The Committee on Education and the Workforce of the United States House of Representatives created a regulation known as the "90-10 rule" in 1992. The rule gave the for-profit colleges access to the federal funding in the forms of Pell Grants and federal student loans. For-profit colleges flourished as they were able to recruit the under-served students who relied on these federal aids. For example, Apollo Group, Inc. (APOL), the largest for-profit college listed on the Nasdaq, achieved an average annual growth rate of 33% from 2003 to 2010.
All that changed in 2010. The Government Accountability Office (GAO) issued a critical report of its undercover operation to exam the for-profit colleges. The GAO has found that the for-profit colleges encouraged students to falsify financial aid forms and misrepresented the future benefits of their educational programs. Furthermore, the Pew Charitable Trusts (PEW) issued a report on the student loan default rates. Forty-four percent students who attended for-profit schools defaulted on their federal student loans within two years of repayment. The reports and the negative publicity took a toll on the for-profit colleges' market value. Apollo declined 48% from the 2010's high of $65.74 and Bridgepoint Education, Inc. (BPI), one of the least affected colleges in the sector, declined 53% from the 2010's high of $27.28.
The Obama Administration pushed the reform of the sector through the "gainful employment" regulation. The Education Department adopted a much softer version of the original proposal on 31 May 2012 after the for-profit colleges' intensive lobbying. The new rule "introduces a multiyear grace period before deficient programs are shut down". The adoption of the gainful employment rule removed a major hurdle for the for-profit colleges, because it is not harsh compared the original proposal and there is a multiyear grace period.
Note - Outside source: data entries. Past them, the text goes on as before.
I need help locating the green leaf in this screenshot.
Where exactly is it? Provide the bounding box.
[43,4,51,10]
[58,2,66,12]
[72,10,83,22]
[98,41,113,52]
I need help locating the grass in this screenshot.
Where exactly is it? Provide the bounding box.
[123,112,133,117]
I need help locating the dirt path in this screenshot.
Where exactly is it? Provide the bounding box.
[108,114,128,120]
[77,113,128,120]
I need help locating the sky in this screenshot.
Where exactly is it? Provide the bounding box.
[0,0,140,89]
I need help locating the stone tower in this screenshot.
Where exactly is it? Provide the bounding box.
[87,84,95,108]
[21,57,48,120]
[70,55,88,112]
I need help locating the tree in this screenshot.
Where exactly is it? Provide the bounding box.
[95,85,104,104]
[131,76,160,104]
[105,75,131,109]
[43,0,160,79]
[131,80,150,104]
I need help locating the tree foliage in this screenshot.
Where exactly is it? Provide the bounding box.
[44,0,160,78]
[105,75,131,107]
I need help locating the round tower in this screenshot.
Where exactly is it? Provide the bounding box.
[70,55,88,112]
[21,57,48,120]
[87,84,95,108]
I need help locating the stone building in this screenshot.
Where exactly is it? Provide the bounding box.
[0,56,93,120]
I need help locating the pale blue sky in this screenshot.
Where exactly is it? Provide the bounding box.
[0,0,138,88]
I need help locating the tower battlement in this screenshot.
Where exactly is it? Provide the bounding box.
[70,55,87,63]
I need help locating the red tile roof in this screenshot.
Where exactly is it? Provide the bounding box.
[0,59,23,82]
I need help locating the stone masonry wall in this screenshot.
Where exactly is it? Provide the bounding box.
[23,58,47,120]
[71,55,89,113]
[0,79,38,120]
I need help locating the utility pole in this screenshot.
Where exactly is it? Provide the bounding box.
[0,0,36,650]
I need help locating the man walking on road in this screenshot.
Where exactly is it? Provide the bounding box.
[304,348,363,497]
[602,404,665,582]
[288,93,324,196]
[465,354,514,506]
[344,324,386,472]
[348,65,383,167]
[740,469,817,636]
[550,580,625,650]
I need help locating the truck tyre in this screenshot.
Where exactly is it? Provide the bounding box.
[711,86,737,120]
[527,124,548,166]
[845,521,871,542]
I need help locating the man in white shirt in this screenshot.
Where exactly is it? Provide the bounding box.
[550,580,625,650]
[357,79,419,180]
Finally, there is relief for the for-profit colleges. Then Apollo dropped a bombshell on 16 October 2012. Apollo reported a 11% revenue decline for the 4th quarter of the fiscal year 2012 compared to the 4th quarter of the fiscal year 2011. Furthermore, "the University of Phoenix reported 13.8% fall in degreed enrollment... New enrollment (or new degreed enrollment) at University of Phoenix declined 13.7% from the prior-year quarter to 52,800."
As an individual investor, the educational stocks with their high operating margin and their above-average ROE look attractive to me. I thought the current difficulties facing the for-profit colleges are temporary. The Jaded Consumer raised the possibility of a changing regulatory environment for the for-profit colleges in his article, "Accreditation Apoplexy At Bridgepoint Education." I failed to assess the risk and what to do in such a case. Bridgepoint served as a good example of this risk. The Ashford University and the University of the Rockies are Bridgepoint's main colleges. The Western Association of Schools and Colleges (WASC) denied the Ashford University's accreditation request on 9 July 2012. The Ashford University sought this accreditation to expand its presence in the Western states. On 13 July 2012, the Higher Learning Commission of the North Central Association of Schools and Colleges (HLC) put the Ashford University on review due to the WASC's decision. HLC is the original commission that approved Ashford University's accreditation, which is effective through 2015. The Bridgepoint's stock took a dive to lose more than 50% value in a matter of days.
The economic moat of the for-profit institutions derives from the government's accreditation requirement. The accreditation serves as the barrier of entry to the competition. Once a college is accredited, it has the pricing power to earn fat returns on its capital regardless the quality of the education. The recent evaluation of the for-profit colleges showed a changed altitude of the U. S. higher education accreditation agencies. The U. S. underwent a lackluster economic growth since 2008. The rising federal debt caused more scrutiny of the higher education institutions, public and private. The widespread negative publicity and the ensuing lawsuits made things difficult for the for-profit colleges. The for-profit colleges must selectively accept prospective students like their peers at the public institutions, so the for-profit colleges cannot generate high revenue growth like the past. These colleges must also spend heavily on improving educational programs and helping students to get jobs. Their expenses will go up without the corresponding rise in revenue. In other words, for-profit colleges will much more resemble their public counterparts. In the near future, I do not see much progress in for-profit colleges to positively impact the stock prices. An individual investor may take the long term view, but as John Maynard Keynes said, "in the long run, we are all dead."
Disclosure: I have no positions in any stocks mentioned, and no plans to initiate any positions within the next 72 hours.